Saturday, March 24, 2012

Premeditation


I’ve been pondering myself. In part because moving makes me introspective, in part because I’m feeling lonely, and in part because when you don’t have the internet you find yourself with a lot of excess time on your hands… at least I do. And I realized… (and some might laugh to hear this, because I obviously know so little about myself and how I work, but)-- I don’t premeditate. Kara used to tell me in college about how she would have entire imaginary conversations where she would guess what the other person would say and then respond to that. Then she would find that person, have that talk, and it would go exactly as she’d played it out in her head. I can’t do that. Every once in a while I can tell you what the next line of dialogue is in a TV show or movie, but only when given the line right before. If I tried to predict an entire conversation I would go so far off into left field I’d start playing soccer.

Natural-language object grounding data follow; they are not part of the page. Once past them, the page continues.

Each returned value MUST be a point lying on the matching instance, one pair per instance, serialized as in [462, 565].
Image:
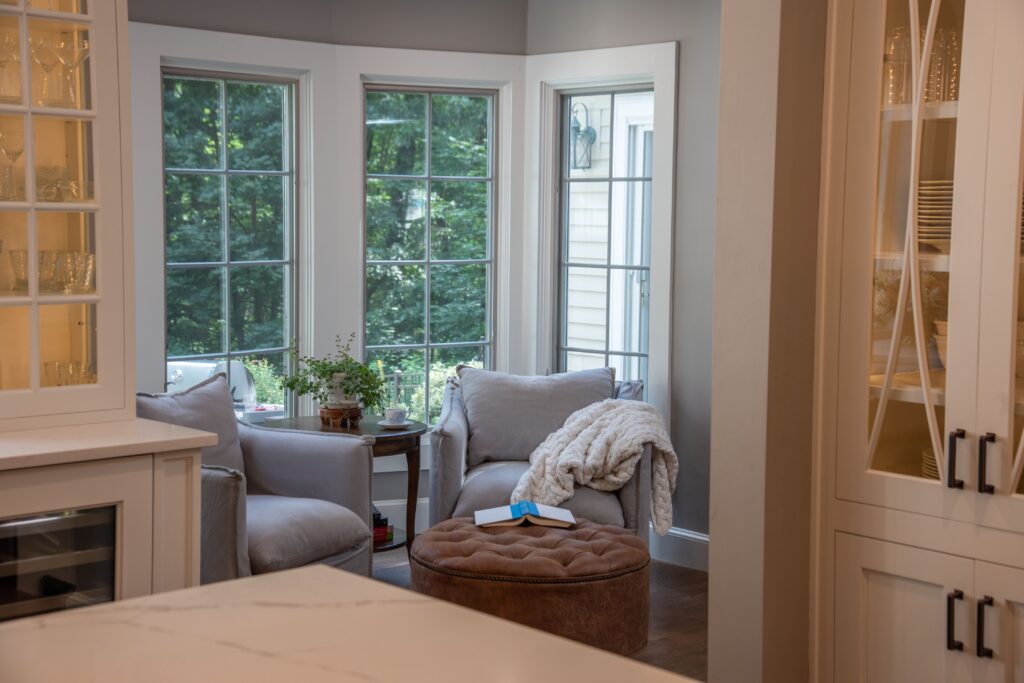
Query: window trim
[565, 181]
[292, 258]
[491, 262]
[548, 76]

But it’s more than just not being able to tell how other people will respond to me… I normally don’t know how I will respond to something. I just react and then figure it out later.

It means I’m a pretty good listener because I’m really paying attention to what the person is saying, though I think it’s part of why I make bad first impressions… because it never even occurs to me to resort to the tactics I’ve learned to make people feel comfortable. I never have a plan.

Which is great if you want someone who is laidback and willing to change plans at the drop of a hat. Less awesome if you want a decision.

*Much* less awesome if you want to know why I’m doing something… because If you ask I will have to stop and think about it and talk through it and maybe only then figure out some deep-seated desire I’m trying to fulfill.

It also makes flirting confusing, because normally I’m just responding in kind to flirting that’s headed my way… I’d say a good 2/3 of the time I don’t even know that I’m flirting until after the fact… That seems like it could be a problem.

1 comment:

  1. Just for the record - the conversation only occasionally goes like I think it will. But those times make me feel awesome so I talk about them. It's not fun to talk about the times the conversation doesn't go like I think it will. And, bar none, the most common result of my rehearsed conversations is that I don't ever initiate the conversation - b/c something comes up that I realize I have to pray about (read: my sin becomes apparent) and then I have to talk to God, and feel sorry, and repent - and that stuff is DEFINITELY not fun to talk about.

    So - not to un-make your point - I *do* think you aren't really a planner when it comes to your relationships; I just felt it was necessary for me to come clean, lest my past boasts of I-knew-it-would-go-that-way lead to a belief that that scenario is a normal occurrence for me (or for like, half of all people, b/c you only use the two of us in your example).